Sitting at the island on this dreary rainy day thinking of all that I could do in the house and none of it is motivating me too much. Though writing my blog I forgot to pick up some deli ham when I went to the store yesterday to beat the rain. I wanted to use the leftover pork loin in a Cuban Sandwich. I vaguely recall my first Cuban it might have been at Fenway Park on what was then Yawkey Way. It is escaping me what they changed the name to after what 40+ years. Anyway we used to go to around 8-10 games a year, now we are lucky to get to one a year. We are going next week so that is something to look forward to.
Anyway I was looking for something other then the hotdog I would be having a little later in the game I wanted something and saw a new (at the time) place Luis Tiant Cuban Sandwiches; he played for the sox in the early 70’s. Loving all the ingredients Ham, mustard, pickles, pork and cheese in a panini it sounded fantastic and was quite good. This was a long time ago and I have had and made several over the years. If you have not had one, you should check it out sometime. Anyway that’s a lot on a sandwich I will be making later today for lunch. Back to the pork loin I made earlier this week. They really are one of the easiest things to make. Marinate it for a spell and then either throw it in the oven or better yet out onto the grill. It was a nice night so out on the grill it went.

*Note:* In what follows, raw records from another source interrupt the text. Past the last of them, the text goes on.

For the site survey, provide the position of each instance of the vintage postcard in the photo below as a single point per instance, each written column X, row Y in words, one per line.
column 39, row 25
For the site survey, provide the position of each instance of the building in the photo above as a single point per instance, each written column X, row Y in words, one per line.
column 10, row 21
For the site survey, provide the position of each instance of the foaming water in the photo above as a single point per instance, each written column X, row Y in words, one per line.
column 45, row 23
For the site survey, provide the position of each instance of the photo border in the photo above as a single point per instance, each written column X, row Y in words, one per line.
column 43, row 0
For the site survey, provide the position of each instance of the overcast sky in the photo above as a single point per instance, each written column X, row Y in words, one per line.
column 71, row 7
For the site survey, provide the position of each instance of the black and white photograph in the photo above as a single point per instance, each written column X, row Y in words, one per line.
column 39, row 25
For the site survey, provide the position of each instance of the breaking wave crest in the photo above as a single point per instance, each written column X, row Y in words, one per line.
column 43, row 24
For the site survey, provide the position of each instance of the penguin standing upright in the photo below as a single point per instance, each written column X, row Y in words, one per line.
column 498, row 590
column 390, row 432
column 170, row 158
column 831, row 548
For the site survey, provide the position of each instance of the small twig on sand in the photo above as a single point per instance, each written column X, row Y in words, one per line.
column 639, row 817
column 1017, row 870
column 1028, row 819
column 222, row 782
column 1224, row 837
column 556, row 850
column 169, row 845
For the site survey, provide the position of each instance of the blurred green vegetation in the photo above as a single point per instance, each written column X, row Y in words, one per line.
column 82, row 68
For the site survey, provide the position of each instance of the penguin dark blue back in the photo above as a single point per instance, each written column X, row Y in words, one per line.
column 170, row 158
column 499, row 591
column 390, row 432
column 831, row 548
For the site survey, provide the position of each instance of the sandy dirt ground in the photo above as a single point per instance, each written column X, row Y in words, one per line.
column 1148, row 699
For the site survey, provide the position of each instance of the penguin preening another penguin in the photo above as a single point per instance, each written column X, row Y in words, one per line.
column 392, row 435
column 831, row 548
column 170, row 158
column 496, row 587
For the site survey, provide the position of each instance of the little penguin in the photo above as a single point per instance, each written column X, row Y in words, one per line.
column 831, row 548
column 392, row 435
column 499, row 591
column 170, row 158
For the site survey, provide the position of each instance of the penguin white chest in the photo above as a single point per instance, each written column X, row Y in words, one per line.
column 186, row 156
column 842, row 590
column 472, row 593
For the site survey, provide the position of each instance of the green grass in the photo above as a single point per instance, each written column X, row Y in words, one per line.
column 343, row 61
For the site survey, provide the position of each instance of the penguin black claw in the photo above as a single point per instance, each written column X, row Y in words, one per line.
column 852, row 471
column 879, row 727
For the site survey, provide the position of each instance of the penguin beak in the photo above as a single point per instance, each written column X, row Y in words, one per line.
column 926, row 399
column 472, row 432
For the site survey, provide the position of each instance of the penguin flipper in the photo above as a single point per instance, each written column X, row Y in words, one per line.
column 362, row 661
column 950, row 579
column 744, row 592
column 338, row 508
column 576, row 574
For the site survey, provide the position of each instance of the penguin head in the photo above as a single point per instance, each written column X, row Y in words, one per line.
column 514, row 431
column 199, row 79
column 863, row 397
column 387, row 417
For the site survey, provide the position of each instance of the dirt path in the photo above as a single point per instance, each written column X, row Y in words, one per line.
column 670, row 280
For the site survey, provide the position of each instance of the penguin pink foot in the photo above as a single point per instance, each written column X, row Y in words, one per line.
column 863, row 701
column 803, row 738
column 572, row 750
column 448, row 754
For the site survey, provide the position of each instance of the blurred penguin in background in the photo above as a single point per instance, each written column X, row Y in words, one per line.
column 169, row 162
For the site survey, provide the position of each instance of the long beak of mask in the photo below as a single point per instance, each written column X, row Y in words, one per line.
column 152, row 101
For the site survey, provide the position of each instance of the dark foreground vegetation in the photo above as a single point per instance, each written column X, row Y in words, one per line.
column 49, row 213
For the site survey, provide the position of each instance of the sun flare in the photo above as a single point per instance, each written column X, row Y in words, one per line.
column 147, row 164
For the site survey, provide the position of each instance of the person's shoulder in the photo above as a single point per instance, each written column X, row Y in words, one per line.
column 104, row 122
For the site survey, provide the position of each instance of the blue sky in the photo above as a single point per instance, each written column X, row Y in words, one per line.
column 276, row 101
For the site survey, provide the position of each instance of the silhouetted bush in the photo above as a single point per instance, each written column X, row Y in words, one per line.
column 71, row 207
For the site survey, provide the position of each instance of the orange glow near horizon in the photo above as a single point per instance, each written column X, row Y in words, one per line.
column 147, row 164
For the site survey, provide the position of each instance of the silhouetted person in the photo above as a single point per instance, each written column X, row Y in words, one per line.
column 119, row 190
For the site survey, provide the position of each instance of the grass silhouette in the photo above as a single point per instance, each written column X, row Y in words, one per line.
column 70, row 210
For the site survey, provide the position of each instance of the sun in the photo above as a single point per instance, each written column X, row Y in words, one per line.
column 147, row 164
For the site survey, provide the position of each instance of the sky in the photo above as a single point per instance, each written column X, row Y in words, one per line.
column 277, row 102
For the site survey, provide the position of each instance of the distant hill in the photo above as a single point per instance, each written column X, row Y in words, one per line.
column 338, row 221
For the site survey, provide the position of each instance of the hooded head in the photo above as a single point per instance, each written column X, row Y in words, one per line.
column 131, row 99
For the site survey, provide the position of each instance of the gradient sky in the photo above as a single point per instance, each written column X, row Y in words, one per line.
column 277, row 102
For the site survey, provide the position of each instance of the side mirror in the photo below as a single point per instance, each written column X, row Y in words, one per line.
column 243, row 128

A little trick is to take a small bowl and place your plastic bag into the bowl folding the top over the top of the bowl. The bowl stabilizes the bag, you add all the ingredients and don’t have a bowl or a whisk to clean.
Pork Loin Marinade
- 2½ pound pork loin
- ¼ cup olive oil
- 2 tablespoon soy sauce
- 2 tablespoon honey
- 2 tablespoon Dijon mustard
- 1 tablespoon brown sugar
- 1 tablespoon lemon juice
- 1 teaspoon Worcestershire sauce
- 2 cloves garlic minced or finely chopped
- ½ teaspoon garlic powder
- ½ teaspoon kosher salt
- ¼ teaspoon black pepper
- In a small bowl add all the marinade ingredients, mix well and add to a ziploc bag. Add the pork and trying to get out as much air as possible close and place in the fridge a minimum of an hour but the day or even over night would be great.

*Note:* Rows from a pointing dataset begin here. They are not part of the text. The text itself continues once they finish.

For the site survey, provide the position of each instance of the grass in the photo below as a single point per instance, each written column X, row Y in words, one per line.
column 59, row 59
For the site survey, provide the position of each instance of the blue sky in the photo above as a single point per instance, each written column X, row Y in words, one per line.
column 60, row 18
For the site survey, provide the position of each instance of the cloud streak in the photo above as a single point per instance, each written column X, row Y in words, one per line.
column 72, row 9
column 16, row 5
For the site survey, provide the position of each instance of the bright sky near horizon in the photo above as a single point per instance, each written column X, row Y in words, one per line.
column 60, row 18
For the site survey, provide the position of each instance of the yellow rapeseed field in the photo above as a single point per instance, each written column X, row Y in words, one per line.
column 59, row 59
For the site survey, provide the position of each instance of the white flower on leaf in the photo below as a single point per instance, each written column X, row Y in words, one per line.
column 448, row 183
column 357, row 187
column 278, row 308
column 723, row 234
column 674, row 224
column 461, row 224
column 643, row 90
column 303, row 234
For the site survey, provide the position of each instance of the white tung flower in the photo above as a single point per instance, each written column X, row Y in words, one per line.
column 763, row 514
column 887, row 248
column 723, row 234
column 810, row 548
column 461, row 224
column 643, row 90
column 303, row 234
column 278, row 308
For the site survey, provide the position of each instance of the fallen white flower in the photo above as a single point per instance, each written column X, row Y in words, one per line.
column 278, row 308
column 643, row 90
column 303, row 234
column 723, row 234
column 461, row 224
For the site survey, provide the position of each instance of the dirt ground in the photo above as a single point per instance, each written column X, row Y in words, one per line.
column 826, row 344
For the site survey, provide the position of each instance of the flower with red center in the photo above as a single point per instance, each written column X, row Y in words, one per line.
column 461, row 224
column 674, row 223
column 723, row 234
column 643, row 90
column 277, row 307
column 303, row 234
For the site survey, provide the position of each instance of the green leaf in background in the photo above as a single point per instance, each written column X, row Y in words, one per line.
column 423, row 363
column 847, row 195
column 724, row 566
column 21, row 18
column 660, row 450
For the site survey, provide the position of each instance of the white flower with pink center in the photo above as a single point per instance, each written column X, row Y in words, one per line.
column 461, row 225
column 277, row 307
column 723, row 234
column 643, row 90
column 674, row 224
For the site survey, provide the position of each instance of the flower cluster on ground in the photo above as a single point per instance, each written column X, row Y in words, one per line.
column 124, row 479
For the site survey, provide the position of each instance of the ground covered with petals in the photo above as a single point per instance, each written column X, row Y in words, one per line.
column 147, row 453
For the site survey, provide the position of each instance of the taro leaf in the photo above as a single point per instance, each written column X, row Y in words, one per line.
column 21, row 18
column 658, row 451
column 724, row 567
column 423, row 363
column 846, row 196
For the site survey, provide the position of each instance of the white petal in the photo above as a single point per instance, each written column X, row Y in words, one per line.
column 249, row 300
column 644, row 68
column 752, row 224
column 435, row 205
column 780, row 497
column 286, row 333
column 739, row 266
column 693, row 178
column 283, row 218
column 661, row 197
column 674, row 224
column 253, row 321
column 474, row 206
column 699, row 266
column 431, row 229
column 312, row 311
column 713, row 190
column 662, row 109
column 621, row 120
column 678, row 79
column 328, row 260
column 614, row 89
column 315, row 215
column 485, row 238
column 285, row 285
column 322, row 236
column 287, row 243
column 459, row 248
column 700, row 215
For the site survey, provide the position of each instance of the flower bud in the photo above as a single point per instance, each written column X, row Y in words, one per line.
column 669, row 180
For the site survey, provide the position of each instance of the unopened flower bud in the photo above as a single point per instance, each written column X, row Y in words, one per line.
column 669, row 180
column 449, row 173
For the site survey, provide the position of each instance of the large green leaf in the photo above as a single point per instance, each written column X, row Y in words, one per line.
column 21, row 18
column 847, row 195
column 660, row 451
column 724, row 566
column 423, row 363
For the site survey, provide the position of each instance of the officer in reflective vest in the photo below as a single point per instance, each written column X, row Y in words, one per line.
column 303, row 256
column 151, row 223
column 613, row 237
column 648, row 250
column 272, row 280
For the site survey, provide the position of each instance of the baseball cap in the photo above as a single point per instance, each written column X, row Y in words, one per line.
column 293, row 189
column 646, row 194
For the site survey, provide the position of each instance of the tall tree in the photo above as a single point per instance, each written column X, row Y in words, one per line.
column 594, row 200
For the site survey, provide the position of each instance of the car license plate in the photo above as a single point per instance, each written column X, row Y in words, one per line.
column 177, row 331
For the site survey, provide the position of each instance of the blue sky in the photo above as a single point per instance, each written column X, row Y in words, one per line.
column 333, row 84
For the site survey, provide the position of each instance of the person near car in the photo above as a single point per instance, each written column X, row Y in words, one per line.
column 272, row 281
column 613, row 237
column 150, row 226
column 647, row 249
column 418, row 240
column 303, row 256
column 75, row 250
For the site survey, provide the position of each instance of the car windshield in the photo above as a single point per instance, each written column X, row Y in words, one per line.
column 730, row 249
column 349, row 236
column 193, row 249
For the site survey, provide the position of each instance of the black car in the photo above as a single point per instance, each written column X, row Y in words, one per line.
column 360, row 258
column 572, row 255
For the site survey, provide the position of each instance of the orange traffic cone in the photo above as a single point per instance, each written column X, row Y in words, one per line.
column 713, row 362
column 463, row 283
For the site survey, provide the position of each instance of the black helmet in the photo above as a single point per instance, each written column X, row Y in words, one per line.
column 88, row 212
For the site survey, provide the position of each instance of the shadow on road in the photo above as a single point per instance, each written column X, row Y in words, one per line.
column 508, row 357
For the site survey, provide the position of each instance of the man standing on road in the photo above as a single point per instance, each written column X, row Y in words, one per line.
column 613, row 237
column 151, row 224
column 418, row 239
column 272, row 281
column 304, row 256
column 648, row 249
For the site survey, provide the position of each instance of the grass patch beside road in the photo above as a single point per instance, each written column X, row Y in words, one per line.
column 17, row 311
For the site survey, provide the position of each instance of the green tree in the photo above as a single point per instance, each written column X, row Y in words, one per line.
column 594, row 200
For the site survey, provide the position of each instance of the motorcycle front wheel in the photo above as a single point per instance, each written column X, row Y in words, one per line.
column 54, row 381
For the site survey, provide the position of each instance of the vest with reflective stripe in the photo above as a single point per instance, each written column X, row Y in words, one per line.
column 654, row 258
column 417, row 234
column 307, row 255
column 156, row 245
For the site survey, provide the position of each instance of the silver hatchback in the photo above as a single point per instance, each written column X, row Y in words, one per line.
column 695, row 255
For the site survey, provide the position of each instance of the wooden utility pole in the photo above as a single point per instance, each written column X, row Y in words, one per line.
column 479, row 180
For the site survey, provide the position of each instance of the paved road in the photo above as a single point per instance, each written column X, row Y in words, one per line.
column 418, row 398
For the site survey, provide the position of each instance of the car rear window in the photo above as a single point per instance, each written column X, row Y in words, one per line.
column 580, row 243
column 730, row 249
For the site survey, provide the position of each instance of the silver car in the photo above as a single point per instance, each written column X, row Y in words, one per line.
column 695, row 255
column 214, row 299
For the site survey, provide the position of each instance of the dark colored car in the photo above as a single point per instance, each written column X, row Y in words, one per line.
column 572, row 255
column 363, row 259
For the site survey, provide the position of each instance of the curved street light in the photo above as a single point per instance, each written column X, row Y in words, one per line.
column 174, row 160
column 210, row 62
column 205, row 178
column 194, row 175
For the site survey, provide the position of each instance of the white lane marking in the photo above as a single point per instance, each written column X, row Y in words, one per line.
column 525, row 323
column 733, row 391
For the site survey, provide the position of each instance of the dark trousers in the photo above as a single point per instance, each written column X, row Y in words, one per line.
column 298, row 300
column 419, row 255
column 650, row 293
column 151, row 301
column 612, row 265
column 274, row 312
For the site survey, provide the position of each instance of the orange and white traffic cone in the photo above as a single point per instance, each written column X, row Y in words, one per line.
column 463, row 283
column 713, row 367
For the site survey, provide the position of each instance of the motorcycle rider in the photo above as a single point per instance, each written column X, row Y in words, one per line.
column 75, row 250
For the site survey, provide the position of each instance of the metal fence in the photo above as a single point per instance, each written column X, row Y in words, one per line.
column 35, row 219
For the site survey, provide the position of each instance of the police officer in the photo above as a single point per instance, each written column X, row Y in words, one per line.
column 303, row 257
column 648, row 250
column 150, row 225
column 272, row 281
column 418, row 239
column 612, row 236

- If making on the grill, pre-heat it to around 400°F once hot enough place the pork on and let it sit for 5 minutes and then cooking on all sides, making sure to avoid flare-ups so the internal temperature reaches 145°F.
- Remove once cooked through and let it rest for 5-10 minutes. Slice and serve warm.
- if making in the oven pre-heat on 350°F in a shallow baking dish place in the hot oven for about 20-25 minutes turning once. Making sure the internal temperature reaches 145°F. Let it rest for 5-10 minutes before slicing and serving.